PS: Unbedingt sehenswert ist auch die Dokumentation „Die Grüne Lüge“ von Regisseur Werner Boote, in der Kathrin Hartmann ebenfalls mit von der Partie ist (zu sehen unter anderem auf Amazon Prime).
Erschienen 2018 im Blessing Verlag; ISBN: 978-3-89667-609-2
Von der „grünen Lüge“ hin zur Modeindustrie ist der Weg nicht weit. Denn gerade in dieser Branche wird das Greenwashing meisterhaft betrieben.
In „Einfach anziehend“ führen uns der Modejournalist Alf-Tobias Zahn und die Textilexpertin Kirsten Brodde (unter anderem ist sie Leiterin der Detox-Kampagne von Greenpeace) die erschreckenden Auswirkungen der Fast-Fashion-Industrie knallhart vor Augen, um dann all jenen, die diesen Wahnsinn nicht noch weiter befeuern wollen, in zehn Schritten aufzuzeigen, wie es besser geht.

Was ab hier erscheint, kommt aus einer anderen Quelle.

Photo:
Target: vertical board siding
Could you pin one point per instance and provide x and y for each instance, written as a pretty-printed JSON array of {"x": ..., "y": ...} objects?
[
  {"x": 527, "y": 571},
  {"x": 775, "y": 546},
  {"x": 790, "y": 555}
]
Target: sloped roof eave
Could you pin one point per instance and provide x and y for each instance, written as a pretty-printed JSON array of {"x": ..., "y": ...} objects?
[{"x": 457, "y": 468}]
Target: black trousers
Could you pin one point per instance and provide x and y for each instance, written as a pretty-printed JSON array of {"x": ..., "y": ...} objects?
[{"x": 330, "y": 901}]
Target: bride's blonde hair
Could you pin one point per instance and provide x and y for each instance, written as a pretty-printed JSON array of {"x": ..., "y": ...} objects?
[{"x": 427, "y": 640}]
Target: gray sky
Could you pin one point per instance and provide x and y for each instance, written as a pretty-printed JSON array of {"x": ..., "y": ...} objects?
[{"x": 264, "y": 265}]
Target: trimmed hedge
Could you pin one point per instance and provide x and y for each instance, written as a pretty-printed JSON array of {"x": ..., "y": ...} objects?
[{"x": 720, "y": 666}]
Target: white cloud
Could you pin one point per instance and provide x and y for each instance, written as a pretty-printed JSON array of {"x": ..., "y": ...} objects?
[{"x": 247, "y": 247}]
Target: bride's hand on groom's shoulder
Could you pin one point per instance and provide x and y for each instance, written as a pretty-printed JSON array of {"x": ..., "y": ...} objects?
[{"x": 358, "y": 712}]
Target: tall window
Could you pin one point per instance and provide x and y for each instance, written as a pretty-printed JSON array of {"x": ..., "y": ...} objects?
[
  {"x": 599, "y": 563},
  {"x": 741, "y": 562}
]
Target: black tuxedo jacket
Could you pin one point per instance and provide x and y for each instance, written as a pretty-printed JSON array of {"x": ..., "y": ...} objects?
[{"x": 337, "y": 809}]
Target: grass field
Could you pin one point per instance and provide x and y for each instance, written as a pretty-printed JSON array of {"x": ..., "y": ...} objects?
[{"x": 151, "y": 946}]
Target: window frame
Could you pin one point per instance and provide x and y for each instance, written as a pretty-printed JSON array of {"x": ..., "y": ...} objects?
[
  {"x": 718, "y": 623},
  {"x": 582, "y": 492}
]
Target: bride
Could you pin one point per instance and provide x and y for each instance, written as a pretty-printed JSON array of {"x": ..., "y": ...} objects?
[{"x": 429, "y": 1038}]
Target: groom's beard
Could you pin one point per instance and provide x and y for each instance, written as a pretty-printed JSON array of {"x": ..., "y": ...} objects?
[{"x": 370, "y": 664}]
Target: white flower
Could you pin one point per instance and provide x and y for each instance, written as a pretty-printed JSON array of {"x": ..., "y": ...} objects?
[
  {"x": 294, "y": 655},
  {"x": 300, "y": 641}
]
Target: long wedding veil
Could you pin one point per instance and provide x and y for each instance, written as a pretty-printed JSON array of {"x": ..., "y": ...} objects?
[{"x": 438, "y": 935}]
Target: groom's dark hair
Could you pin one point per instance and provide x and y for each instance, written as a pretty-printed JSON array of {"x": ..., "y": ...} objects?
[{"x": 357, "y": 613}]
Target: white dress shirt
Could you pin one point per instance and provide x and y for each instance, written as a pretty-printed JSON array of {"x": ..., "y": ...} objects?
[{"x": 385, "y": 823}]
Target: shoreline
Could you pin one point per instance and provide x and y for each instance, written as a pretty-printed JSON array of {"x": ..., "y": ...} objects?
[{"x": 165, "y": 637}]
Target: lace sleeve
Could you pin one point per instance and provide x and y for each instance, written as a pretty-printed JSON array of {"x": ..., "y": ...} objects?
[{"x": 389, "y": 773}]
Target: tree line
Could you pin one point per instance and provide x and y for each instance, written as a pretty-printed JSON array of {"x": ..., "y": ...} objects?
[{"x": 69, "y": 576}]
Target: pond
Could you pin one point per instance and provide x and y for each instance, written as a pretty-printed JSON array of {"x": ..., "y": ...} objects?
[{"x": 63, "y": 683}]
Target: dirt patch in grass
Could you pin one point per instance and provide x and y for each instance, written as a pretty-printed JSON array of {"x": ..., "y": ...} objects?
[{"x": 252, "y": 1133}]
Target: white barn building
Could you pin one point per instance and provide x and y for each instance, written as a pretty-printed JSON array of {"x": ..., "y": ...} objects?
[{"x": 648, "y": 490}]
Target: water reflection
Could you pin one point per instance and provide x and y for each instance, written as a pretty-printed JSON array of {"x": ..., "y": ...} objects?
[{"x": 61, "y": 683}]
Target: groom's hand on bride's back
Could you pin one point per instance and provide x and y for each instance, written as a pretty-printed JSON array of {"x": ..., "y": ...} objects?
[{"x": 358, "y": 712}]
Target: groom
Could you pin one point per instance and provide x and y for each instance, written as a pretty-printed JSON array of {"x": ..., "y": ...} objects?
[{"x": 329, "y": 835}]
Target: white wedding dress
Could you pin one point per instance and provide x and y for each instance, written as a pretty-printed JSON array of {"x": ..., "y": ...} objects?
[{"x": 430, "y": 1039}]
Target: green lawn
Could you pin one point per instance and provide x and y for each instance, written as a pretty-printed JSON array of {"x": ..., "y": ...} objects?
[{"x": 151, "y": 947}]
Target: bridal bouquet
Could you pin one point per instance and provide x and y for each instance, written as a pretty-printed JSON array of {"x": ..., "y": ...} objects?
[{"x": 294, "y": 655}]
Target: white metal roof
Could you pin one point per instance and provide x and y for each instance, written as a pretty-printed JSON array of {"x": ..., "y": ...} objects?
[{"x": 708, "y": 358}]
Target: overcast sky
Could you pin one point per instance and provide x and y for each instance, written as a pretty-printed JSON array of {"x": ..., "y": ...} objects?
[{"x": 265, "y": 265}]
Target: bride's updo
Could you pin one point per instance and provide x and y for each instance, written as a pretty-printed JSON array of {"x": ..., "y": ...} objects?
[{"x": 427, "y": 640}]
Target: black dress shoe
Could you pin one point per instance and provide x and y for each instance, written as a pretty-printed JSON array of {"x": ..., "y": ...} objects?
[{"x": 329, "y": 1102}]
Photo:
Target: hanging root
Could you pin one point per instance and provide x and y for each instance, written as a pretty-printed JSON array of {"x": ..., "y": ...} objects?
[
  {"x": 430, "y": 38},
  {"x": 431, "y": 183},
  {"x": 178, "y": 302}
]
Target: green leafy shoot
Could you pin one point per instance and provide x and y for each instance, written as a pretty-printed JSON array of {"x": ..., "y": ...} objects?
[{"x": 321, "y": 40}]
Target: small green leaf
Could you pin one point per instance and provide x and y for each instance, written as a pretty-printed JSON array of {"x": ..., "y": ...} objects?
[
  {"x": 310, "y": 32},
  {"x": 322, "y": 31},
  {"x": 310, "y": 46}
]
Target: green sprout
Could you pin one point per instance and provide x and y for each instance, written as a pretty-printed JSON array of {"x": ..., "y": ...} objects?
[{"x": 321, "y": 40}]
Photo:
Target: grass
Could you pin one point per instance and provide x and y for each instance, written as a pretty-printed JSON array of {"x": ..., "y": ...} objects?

Denn anstatt immer und immer wieder billigste Shirts oder Hosen zu kaufen, sollte laut Zahn und Brodde repariert, getauscht, secondhand-gekauft und upgecycelt werden. Und wenn es dann doch einmal etwas Neues sein soll, sollte unbedingt auf die richtigen (!) Siegel geachtet werden. Welche das sind, und auch, in welchen Läden man zum Beispiel öko-fair hergestellte Kleidung bekommt, verraten die beiden AutorInnen in ihrem Buch.